ActiveSpace Browsers
Well, it has been a little while since my last post, and I think it is very much time to post some new information on ActiveSpace by introducing a new concept that is specific to ActiveSpaces and we believe extermely useful: the Space Browsers.
Space Browsers are a very simple to use yet very powerful feature of AS that allows programmers to implement the following architectural paradigms in order to create truly elastic distributed applications and services:
Iterating over a subset (view) of the entries stored in a Space
Continuous Queries
Using a Space as a distributed Queue
Grid computing paradigms such as Map/Reduce
Space Browsers (and Listeners) complement the Space’s basic put/get/take/lock methods (which require the user to provide a specific value for the key fields, and therefore operate on a single Space entry at a time) with the ability to ‘iterate’ through sets of entries for which the exact key field values are not known in advance.
A Space Browser is an object that can be seen as a sort of continuously updated iterator over entries stored in a Space. I say ‘sort of’ because, like an iterator, it has a ‘next()’ method which returns the next entry to ‘work’ on, but that’s where the similarities stop.
Browsing over a Space view
Let’s look at the first use case: iterating over a ‘view’ of the entries stored in a Space: when a Browser is created over a Space an optional filter string can be passed that will refine the set of entries being considered by the Browser.

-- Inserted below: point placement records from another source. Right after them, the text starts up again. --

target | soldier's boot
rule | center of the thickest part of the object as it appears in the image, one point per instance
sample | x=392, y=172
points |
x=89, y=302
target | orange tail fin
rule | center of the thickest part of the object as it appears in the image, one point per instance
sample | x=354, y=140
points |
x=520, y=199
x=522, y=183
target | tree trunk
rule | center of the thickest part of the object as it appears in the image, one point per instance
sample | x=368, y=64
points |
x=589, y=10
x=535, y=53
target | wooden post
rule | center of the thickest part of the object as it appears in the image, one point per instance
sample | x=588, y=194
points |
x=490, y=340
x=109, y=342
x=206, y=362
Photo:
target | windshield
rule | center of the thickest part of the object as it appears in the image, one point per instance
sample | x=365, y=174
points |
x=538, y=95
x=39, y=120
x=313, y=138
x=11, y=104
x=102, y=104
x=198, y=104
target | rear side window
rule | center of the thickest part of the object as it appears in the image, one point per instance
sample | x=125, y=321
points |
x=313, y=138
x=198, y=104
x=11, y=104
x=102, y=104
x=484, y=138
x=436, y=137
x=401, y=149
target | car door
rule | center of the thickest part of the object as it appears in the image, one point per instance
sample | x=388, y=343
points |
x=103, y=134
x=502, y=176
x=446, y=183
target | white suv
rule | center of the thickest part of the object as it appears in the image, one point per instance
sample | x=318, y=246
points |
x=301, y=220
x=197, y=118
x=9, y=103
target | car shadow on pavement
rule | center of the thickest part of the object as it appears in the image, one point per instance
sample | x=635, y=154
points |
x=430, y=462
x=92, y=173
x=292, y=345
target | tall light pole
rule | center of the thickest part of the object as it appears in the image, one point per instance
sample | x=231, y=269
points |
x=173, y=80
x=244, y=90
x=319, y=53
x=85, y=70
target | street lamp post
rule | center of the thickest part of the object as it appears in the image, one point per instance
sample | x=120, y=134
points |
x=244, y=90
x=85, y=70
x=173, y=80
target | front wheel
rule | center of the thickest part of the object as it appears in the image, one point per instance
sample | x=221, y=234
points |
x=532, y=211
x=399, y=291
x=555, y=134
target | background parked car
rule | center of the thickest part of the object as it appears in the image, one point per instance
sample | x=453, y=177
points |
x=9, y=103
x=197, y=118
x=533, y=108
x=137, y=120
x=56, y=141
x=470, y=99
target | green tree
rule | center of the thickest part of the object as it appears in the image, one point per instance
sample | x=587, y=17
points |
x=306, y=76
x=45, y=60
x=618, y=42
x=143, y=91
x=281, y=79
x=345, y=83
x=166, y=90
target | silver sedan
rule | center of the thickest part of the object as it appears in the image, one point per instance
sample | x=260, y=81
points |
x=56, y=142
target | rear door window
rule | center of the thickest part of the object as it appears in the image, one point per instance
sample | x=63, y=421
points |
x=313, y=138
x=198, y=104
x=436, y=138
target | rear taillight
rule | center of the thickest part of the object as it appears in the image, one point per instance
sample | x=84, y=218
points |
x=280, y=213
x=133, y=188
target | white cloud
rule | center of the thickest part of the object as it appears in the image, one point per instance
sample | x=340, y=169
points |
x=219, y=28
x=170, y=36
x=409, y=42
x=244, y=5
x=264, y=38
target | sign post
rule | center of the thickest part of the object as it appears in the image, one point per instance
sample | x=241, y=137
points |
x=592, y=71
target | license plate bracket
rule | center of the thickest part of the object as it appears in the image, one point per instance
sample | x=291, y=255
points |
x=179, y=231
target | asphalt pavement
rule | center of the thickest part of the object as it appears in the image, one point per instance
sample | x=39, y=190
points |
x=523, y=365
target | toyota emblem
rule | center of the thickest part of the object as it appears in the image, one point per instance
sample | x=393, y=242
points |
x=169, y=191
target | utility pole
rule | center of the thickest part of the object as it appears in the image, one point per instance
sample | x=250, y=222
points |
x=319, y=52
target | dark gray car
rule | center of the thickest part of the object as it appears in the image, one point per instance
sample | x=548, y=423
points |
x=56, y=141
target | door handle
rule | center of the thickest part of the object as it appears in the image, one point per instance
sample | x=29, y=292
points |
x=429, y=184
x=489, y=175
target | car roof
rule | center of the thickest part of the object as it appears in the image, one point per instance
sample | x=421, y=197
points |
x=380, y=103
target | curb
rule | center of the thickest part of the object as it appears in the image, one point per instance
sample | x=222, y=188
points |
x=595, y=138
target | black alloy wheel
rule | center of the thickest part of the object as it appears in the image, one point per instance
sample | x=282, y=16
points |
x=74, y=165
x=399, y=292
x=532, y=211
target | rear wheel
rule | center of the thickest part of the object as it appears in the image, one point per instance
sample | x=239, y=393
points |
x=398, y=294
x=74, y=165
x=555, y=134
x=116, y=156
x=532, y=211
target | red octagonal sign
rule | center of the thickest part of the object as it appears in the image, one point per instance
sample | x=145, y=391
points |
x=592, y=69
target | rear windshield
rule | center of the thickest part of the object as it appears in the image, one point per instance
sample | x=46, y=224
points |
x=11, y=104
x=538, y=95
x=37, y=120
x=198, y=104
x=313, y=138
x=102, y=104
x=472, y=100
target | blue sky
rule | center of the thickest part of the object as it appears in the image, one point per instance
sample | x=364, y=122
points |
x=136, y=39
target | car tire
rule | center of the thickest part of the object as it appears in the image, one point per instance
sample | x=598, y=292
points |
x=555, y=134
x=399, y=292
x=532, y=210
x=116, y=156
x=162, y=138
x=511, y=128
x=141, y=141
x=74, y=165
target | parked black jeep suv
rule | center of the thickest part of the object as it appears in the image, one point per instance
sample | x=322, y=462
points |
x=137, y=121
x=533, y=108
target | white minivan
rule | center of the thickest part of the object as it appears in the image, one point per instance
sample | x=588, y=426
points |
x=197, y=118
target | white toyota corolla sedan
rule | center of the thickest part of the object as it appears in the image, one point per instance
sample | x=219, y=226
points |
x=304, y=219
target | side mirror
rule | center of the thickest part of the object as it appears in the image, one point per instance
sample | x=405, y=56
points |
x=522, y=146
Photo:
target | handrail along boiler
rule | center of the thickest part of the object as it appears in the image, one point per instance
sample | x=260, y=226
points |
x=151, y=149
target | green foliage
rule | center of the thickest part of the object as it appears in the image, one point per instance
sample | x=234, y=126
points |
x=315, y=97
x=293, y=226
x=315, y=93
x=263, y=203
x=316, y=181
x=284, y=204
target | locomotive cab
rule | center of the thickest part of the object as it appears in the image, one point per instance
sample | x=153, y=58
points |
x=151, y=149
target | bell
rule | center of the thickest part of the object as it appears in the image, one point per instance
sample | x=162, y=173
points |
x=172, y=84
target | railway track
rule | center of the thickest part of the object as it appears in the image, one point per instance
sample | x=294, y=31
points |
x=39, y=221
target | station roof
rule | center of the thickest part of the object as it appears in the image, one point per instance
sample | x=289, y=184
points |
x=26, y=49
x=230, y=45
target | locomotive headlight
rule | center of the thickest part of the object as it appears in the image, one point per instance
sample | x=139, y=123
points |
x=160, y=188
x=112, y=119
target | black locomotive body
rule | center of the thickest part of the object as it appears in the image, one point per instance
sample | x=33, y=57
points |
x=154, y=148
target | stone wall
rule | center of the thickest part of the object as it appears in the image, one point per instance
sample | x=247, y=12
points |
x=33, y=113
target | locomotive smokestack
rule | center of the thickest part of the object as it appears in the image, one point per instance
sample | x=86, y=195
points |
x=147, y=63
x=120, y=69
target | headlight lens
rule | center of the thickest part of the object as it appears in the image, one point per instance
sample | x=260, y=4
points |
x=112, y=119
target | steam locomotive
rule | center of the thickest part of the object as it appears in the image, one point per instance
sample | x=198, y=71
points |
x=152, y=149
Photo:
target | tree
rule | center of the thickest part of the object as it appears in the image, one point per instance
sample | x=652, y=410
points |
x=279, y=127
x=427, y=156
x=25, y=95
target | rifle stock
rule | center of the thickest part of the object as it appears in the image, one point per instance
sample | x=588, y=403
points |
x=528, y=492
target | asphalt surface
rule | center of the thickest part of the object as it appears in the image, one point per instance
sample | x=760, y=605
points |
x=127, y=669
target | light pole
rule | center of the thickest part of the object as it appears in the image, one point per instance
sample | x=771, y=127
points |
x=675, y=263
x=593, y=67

In ActiveSpaces filters (which can be applied to both Browsers and Listerners) follow the SQL-92 syntax and implement many (but not yet all) of its clauses, put simply a filter is the part of a query that follows the ‘where’ statement in a ‘select * from Space where …’ query.
For example if a Space ‘customers’ contains Tuples that have an ‘Age’ field, browsing through all of the entries in the Space for people aged less than 30 years old is as simple as passing the string “Age < 30” as a filter when creating the Browser.
Continuous Queries
However unlike a query in a database that works only on a snapshot of the data contained in the database at a specific point in time, Space Browsers are continuously updated according to the changes in the Space being browsed and can be open-ended, effectively providing ‘Continous Query’ capability of the data contained in the Space. To that extend and unlike a more ‘traditional’ iterator object, the Browser objects do not have a ‘hasNext()’ method, but rather have a timeout value. That value is the amount of time the programmer is willing for the final ‘next()’ call to block for while waiting for something new of ‘next’ on.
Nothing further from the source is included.